I see what you mean. I think what I really meant is a RefPtr to the HTMLCollection, and use that as part of the key rather than the first node pointer.

> And even then, I'm not quite sure why that would be needed to prevent aliasing.
> The individual nodes that make up the form element group won't be destroyed
> throughout the life of the document, correct?

Someone could change the nodes around with JavaScript DOM operations. For example, the name attribute of an element could be changed or it could be removed from the document or moved into another form.

I think we need to test how the other browsers behave in cases like that. Does the collection automatically change to reflect changes to the document? Or what?

> It could have hashed just the Node pointer to the first element,
> and that would be that.

Maybe we can get away with just hashing the node pointer to the first element. I think it depends on the results of the testing I'm suggesting above.
Comment 15 Sanjay Madhav (chmmravatar) 2007-02-01 00:38:32 PST
I'll look into seeing what happens with other browsers in the case of renaming the form element group.

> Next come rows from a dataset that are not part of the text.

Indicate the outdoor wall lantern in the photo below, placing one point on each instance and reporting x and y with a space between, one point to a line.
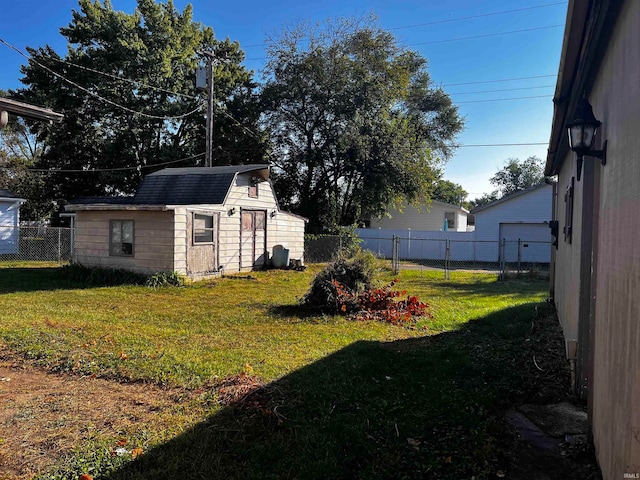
582 133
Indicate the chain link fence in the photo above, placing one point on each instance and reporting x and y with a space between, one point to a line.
504 258
37 243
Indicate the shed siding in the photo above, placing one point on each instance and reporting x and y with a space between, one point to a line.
425 218
531 207
9 221
153 240
616 378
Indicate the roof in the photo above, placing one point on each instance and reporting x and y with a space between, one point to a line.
7 195
509 197
587 32
182 186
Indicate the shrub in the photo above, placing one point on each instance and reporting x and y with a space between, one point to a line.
354 274
163 279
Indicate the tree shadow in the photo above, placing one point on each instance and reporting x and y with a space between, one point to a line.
427 407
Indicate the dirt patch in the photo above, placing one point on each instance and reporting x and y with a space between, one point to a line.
44 416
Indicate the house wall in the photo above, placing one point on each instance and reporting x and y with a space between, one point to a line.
615 97
426 218
9 221
153 240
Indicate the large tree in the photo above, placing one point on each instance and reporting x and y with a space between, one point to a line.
516 175
145 112
356 121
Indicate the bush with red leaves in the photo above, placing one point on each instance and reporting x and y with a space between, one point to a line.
381 304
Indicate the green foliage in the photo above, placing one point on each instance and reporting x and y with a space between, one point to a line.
163 279
356 121
518 175
100 275
353 274
156 46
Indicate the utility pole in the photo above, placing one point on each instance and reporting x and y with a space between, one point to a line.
210 58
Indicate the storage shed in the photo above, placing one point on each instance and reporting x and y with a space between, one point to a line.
521 220
197 221
9 221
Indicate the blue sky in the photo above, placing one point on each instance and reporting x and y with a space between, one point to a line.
455 61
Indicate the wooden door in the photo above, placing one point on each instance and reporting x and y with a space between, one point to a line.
253 239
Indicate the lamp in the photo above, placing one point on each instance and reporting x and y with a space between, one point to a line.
582 133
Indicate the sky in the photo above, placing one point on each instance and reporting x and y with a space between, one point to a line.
487 54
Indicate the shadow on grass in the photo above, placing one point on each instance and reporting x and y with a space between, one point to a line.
37 278
429 407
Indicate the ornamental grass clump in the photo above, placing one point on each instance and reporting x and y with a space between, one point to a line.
345 287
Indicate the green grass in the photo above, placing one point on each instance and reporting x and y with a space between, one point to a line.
352 399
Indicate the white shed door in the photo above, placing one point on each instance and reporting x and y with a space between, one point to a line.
534 242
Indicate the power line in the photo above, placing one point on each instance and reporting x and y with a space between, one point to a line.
487 35
115 169
501 90
482 15
95 95
459 19
499 80
123 79
502 144
504 99
464 38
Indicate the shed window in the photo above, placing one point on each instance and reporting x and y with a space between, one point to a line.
121 238
202 228
450 218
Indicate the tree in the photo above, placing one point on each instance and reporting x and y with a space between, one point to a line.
145 113
356 122
449 192
20 149
518 175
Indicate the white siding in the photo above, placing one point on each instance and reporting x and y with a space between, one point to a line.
531 207
429 218
9 221
153 240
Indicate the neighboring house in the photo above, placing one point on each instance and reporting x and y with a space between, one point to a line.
196 221
521 220
596 279
437 216
9 221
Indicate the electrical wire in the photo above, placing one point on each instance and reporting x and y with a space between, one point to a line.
438 22
501 90
114 169
95 95
462 38
123 79
503 99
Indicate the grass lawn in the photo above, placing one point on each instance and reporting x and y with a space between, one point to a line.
337 398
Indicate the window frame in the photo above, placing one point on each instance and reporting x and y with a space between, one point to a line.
210 230
116 248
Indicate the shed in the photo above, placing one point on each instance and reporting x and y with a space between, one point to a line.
9 221
197 221
519 219
437 216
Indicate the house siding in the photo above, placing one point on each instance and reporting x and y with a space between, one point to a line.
615 97
153 240
429 218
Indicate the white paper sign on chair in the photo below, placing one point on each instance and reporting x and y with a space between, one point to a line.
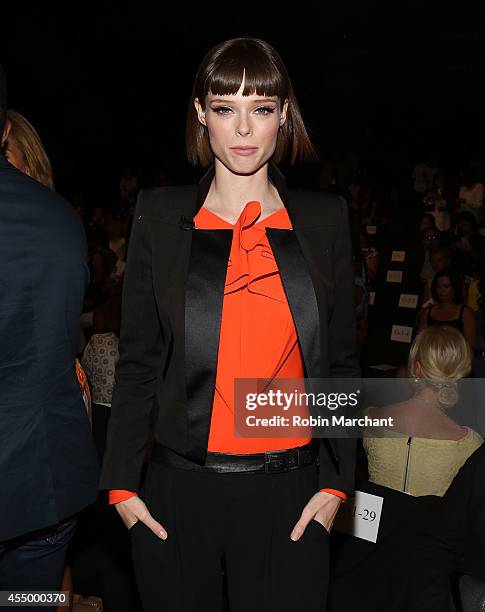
398 256
408 300
360 516
394 276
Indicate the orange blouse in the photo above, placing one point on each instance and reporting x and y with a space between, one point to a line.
257 334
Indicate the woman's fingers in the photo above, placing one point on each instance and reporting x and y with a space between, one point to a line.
134 510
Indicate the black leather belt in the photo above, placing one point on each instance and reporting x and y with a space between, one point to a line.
270 462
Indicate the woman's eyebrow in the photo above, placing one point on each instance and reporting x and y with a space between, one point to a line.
258 101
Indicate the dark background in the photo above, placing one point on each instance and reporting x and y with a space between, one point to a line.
107 86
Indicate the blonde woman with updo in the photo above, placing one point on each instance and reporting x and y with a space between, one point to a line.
425 449
25 151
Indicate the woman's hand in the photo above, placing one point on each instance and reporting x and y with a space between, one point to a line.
133 510
322 507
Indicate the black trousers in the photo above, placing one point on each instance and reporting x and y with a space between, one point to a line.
233 528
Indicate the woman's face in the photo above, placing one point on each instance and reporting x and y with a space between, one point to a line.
15 156
242 129
444 289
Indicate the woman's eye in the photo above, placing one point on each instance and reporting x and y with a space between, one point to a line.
221 110
264 110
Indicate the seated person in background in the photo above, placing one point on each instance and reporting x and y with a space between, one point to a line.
440 259
426 448
448 308
455 542
99 361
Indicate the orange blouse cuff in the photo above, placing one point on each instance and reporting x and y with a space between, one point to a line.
117 495
340 494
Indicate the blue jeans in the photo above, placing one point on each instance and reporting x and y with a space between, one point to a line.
36 561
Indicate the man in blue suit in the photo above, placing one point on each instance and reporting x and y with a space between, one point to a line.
48 461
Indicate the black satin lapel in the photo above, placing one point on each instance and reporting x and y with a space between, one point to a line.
300 293
206 277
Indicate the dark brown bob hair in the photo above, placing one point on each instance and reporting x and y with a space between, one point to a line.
221 73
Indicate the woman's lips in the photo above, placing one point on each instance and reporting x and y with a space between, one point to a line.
244 150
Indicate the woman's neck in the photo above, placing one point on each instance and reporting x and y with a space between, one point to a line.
229 192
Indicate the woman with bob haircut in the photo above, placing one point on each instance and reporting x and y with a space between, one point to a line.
236 278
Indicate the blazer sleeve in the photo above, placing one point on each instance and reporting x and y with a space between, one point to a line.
140 361
337 456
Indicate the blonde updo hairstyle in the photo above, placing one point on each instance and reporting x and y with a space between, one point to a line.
37 163
444 357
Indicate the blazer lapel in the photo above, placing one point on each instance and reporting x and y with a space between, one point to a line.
300 294
204 295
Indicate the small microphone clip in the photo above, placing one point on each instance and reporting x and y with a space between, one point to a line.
186 224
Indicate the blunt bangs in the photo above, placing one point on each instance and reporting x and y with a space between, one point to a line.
262 76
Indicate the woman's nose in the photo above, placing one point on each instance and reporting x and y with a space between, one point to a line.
243 127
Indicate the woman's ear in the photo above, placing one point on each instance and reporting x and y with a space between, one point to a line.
417 370
200 111
6 132
284 112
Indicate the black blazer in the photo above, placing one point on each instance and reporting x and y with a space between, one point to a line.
48 462
172 304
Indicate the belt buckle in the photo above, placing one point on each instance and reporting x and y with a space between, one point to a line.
277 461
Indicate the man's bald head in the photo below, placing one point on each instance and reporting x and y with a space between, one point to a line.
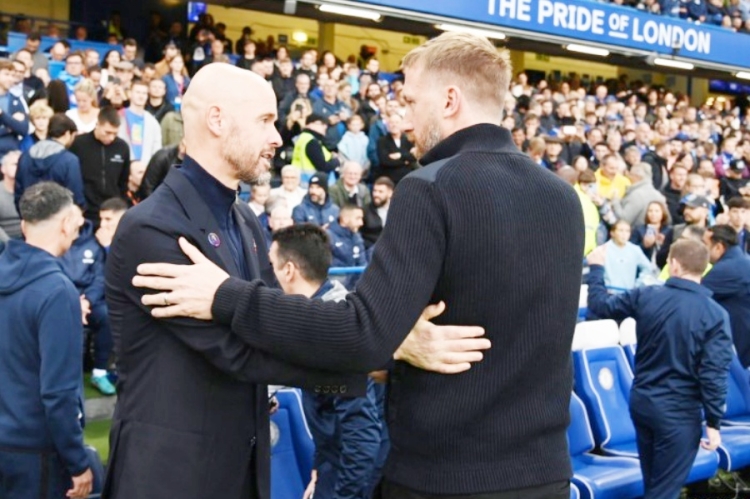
229 116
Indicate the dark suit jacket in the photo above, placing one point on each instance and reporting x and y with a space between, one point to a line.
191 419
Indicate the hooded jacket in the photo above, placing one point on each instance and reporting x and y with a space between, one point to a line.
84 265
309 212
40 357
50 160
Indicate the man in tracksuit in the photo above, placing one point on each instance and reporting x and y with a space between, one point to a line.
681 366
729 280
41 439
84 266
347 431
316 208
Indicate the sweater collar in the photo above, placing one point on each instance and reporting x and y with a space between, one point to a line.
484 137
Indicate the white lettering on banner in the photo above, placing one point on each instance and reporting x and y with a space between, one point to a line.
622 26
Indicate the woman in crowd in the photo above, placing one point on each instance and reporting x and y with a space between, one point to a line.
625 265
85 116
651 234
176 80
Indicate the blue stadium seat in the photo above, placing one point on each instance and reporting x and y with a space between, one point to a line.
292 447
738 396
603 380
598 476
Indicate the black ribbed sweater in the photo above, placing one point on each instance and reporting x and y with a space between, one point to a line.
500 240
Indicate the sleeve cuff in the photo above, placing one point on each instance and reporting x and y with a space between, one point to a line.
225 300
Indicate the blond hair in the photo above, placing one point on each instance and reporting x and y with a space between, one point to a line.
40 109
88 87
483 70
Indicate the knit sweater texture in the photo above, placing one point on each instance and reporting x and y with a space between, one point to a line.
463 229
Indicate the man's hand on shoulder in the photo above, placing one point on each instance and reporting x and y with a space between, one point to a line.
442 349
186 290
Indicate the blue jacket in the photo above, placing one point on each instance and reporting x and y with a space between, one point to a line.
50 160
40 356
84 265
346 432
309 212
729 279
12 131
684 344
347 247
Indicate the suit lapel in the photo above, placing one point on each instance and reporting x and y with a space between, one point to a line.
214 244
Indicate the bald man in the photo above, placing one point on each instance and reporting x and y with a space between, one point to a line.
191 420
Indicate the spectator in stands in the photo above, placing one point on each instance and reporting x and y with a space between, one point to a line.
290 190
737 209
681 365
10 221
110 214
282 81
347 245
376 213
625 263
39 116
135 177
50 160
159 166
348 189
139 129
40 316
353 145
72 75
87 110
83 264
33 86
346 431
33 41
396 153
695 213
105 162
157 105
673 191
729 281
732 184
610 182
130 54
172 129
334 111
248 55
638 195
316 207
14 119
310 154
652 232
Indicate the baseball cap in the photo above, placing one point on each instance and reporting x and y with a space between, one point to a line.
737 165
696 201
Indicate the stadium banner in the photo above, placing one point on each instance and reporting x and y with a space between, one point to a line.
585 20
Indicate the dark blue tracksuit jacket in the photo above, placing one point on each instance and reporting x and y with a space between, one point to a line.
347 247
50 160
729 280
309 212
40 357
684 344
347 433
84 265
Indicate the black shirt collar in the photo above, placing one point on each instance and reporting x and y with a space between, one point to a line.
481 137
216 195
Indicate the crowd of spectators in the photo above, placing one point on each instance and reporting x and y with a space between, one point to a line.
648 166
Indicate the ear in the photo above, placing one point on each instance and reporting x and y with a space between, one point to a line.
214 120
453 100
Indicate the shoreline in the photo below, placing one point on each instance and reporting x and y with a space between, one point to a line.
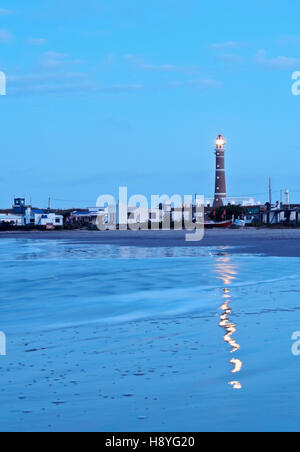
270 242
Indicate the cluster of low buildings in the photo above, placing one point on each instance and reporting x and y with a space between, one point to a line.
26 216
23 216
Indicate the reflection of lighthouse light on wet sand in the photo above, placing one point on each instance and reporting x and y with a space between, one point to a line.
220 186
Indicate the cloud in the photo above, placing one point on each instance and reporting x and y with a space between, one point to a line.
227 45
5 12
5 36
122 88
230 58
196 84
49 83
280 62
51 60
36 41
160 68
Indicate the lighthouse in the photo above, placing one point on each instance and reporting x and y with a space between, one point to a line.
220 186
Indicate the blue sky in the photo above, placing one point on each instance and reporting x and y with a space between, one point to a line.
128 92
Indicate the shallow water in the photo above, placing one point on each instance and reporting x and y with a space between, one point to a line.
175 338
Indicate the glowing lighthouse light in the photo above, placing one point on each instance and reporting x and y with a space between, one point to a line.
220 142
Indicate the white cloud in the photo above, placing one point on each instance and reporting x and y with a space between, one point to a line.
227 45
50 83
55 60
196 84
5 36
36 41
280 62
160 68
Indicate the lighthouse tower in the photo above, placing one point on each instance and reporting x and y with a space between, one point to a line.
220 187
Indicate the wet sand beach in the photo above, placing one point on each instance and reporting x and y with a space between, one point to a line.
272 242
140 331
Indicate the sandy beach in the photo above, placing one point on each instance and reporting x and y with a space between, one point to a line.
272 242
140 331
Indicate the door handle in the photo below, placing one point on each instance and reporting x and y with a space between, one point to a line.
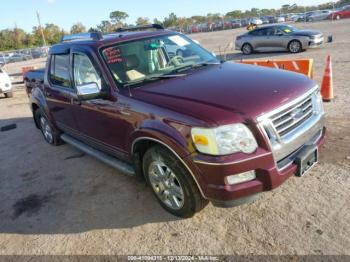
75 101
47 93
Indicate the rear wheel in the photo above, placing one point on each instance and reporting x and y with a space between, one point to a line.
51 135
294 46
9 94
171 183
247 49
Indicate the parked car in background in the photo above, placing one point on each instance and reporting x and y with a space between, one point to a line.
244 22
236 23
344 12
123 99
280 19
319 15
255 21
265 19
278 38
5 84
4 59
18 57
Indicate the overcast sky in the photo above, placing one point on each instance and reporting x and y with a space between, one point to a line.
66 12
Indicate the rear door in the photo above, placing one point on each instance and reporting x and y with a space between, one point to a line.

But I just realized that due to being able to add/remove members of the form element group, the caching solution is going to have to be a bit more complex than it was in the past solution. The problem is the DOMNamedNodesCollection just has a vector which contains the nodes that existed when the object was created. But suppose you have a DOMNamedNodesCollection cached and then add or remove another form element to that group. Well now whenever you try to access the form element group, you'll still get the DOMNamedNodesCollection that has a vector to the old state of the form group.

So...the HTMLCollection pointer, then the identifier string name should be what is used as a key. But then when an HTMLCollection is modified (either a node added or removed), it has to do a lookup to see whether any DOMNamedNodesCollections are cached for that identifier, and if so has to update that DOMNamedNodesCollection to have the correct new state of the form element group.
Comment 16 Darin Adler 2007-02-01 10:07:26 PST
Sure, sounds right.

But lets not make any assumptions about the behavior when things are changed until we see what the behavior of other browsers is. In all those cases, not just the name change case.
Comment 17 Alexey Proskuryakov 2010-06-11 15:24:15 PDT
This is almost the same as bug 33696, but needs to be fixed separately (we we want to fix this).
Comment 18 Alexey Proskuryakov 2010-06-11 15:24:40 PDT
_If_ we want to fix this
Comment 19 Ahmad Saleem 2022-07-27 13:48:13 PDT
I am unable to reproduce this bug in Safari 15.6 on macOS 12.5 and all browsers produce same output as below:

with (document.theForm) {
	(theRadio == theRadio) == true
	(theRadio[0] == theRadio[0]) == true
}

I think it might have been fixed along the way and can be marked as "RESOLVED CONFIGURATION CHANGED". Thanks!
Comment 20 Ryosuke Niwa 2022-07-27 14:24:35 PDT
Yup, we've fixed this.
Comment 21 Darin Adler 2022-07-27 17:53:24 PDT
I think it was fixed with bug 81854.